GREENE'S JEALOUSY OF SHAKESPEARE

This document was originally published in The Drama: Its History, Literature and Influence on Civilization, vol. 13. ed. Alfred Bates. London: Historical Publishing Company, 1906. pp. 104-107.

As early as 1592 Shakespeare is publicly recognized, not only as an actor of distinction, but as a dramatist whose work had excited the envy and indignation of his contemporaries, and especially of one so accomplished and eminent, so good a scholar and master of the playwright's craft, as Robert Greene. Greene had, it is true, much of the irritability and excitable temper often found in the subordinant ranks of the poetical fraternity, and he often talks of himself, his doings and associates in a highly-colored and extravagant way. But his reference to Shakespeare is especially deliberate, being in the form of a solemn and last appeal to his friends among the scholarly dramatists to relinquish their connection with the presumptuous and ungrateful stage. In his Groatsworth of Wit, published by his friend Chettle a few weeks after his death, Green urges three of his friends, apparently Marlowe, Lodge and Peele, to give up writing for the players. "Base-minded men, all three of you, if by my misery ye be not warned; for unto none of you like me sought those burs to cleave; those puppets, I mean, who speak from our mouths, those anticks garnisht in our colors. . . . There is an upstart Crow, beautiful in our feathers, that, with his tiger's heart wrapt in a player's hide, supposes he is as well able to bombast out a blank verse as the best of you, and, being an absolute Johannes Factotum, is, in his own conceit, the only Shakescene in the country. Oh, that I might entreat your rare wits to be employed in more profitable courses, and let these apes imitate your past excellence, and never more acquaint them with your admired inventions."

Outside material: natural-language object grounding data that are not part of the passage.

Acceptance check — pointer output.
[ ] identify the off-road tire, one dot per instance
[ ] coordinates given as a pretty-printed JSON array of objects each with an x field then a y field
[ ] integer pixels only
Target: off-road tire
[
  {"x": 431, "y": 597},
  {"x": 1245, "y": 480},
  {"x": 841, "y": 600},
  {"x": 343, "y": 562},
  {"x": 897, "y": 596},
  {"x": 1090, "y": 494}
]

This curious passage bears testimony to Shakespeare's assured position and rapid advance in his profession. The very term of reproach applied to him, "Johannes Factotum," is a tribute to his industry and practical ability. From the beginning of his career he must have been in the widest and best sense a utility man, ready to do any work connected with the theatre and stage, and eminently successful in all he undertook. He had evidently made his mark as an actor, as it is in that character he is referred to by Greene, and denounced for going beyond his province and usurping the functions of the dramatist. Greene's words imply that Shakespeare was not only acknowledged as a good actor, but that he was already distinguished by his dramatic success in revising and rewriting existing plays. This is confirmed by the parodied line--"a tiger's heart wrapt in a woman's hide"--from the third part of Henry VI, revised, if not originally written by Shakespeare, and produced before Greene's death, which took place in September, 1592. Indeed, all the three parts of Henry VI, in the revised form, appear to have been acted during the spring and summer of that year. It is not improbable that two or three of Shakespeare's early comedies may also have been produced before Greene's death; and if so, his resentment, as an academic scholar, against the country actor who had not only become a dramatist, but had excelled Greene himself in his chosen field of romantic comedy, becomes intelligible enough. Even in his wrath, however, Greene bears eloquent witness to Shakespeare's diligence, ability and success, both as actor and playwright. Of Shakespeare's amazing industry, and also of his success, there is ample evidence. Within six or seven years he not only produced the brilliant, reflective and descriptive poems of Venus and Adonis and Lucrece, but at least fifteen of his dramas, including tragedies, comedies and historical plays.